Le soleil brille sur le verger, et les mots fusent de toute part. Entre les jeunes ouvrières qui s’activent à la récolte des figues, la parole n’a de cesse de se propager, avec son lot de confessions, de ragots, de flirts, de reproches, de rêves et de disputes. Deviendront-elles comme ces femmes plus âgées qui travaillent en leur compagnie, et les regardent d’un air de reproche ? Se lieront-elles à un de ces hommes qui leur tournent autour, par un mariage inévitable ? Ces questions resteront pour la plupart en suspens, le film ne s’attardant que sur une seule journée de leur existence – quelques heures à la fois anodines et singulières passées à la récolte des figues dans le nord-ouest de la Tunisie.
Débutant et terminant son récit sur le chemin qui mène à son décor principal, un verger, "Sous les figues" a des airs de huis clos, malgré son cadre à ciel ouvert. Liés et contraints par le travail, ses personnages s’entrechoquent les uns contre les autres, exposant par la force des choses leurs rudes conditions de vie. Sans misérabilisme et avec une certaine justesse, le film étale les mécanismes patriarcaux et sociaux qui enlisent ses protagonistes, et empêchent leurs rêves de se concrétiser.
Oscillant entre une apparente légèreté (les désirs adolescents, le verger baigné par les rayons du soleil) et une gravité étouffante (la précarité, l’injustice et les conflits intergénérationnels), le film nous fait vivre avec une certaine justesse les remous qui animent ses personnages au cours de ce qui ne pourrait être qu’une journée comme les autres. C’est sur les expressions de chacun que la caméra se concentre le plus souvent, voguant avec fébrilité de visage et visage, en quête d’un regard de jalousie, une moue de reproches ou un sourire qui éclate à l’ombre d’un figuier. Le dispositif cinématographique est assez modeste et dépouillé, mais il permet de mettre en valeur les performances des actrices et des acteurs (qui sont non-professionnels), tout en donnant une authenticité à l’ensemble de ce film chargé de drame et de disputes.

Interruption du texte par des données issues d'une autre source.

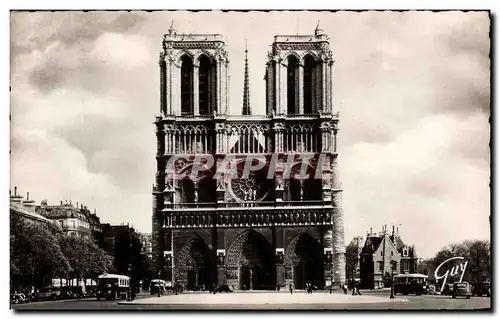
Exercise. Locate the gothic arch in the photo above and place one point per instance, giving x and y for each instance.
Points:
(254, 187)
(251, 262)
(194, 265)
(186, 83)
(289, 54)
(304, 258)
(181, 54)
(314, 55)
(197, 57)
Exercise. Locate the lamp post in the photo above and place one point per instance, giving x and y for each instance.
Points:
(129, 295)
(392, 280)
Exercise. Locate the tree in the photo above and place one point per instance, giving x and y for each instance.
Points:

Simple dans sa mise en scène mais ambitieux dans son portrait d’une certaine jeunesse tunisienne, "Sous les figues" pourrait nous laisser un goût amer dans la bouche, tant il déborde de conflits. Mais le film réussit à trouver la douceur alors même que le soleil se couche, dans un chant collectif qu’on serait tenté de qualifier de sororal plutôt que fraternel. Rien ne dit que demain sera meilleur pour ces femmes, mais l’espace de quelques instants, c’est leur union qui triomphe.
"Sous les figues" est à découvrir ce vendredi 9 décembre à 21h au cinéma Palace dans le cadre du Cinemamed. Il sortira dans les salles belges ce mercredi 14 décembre.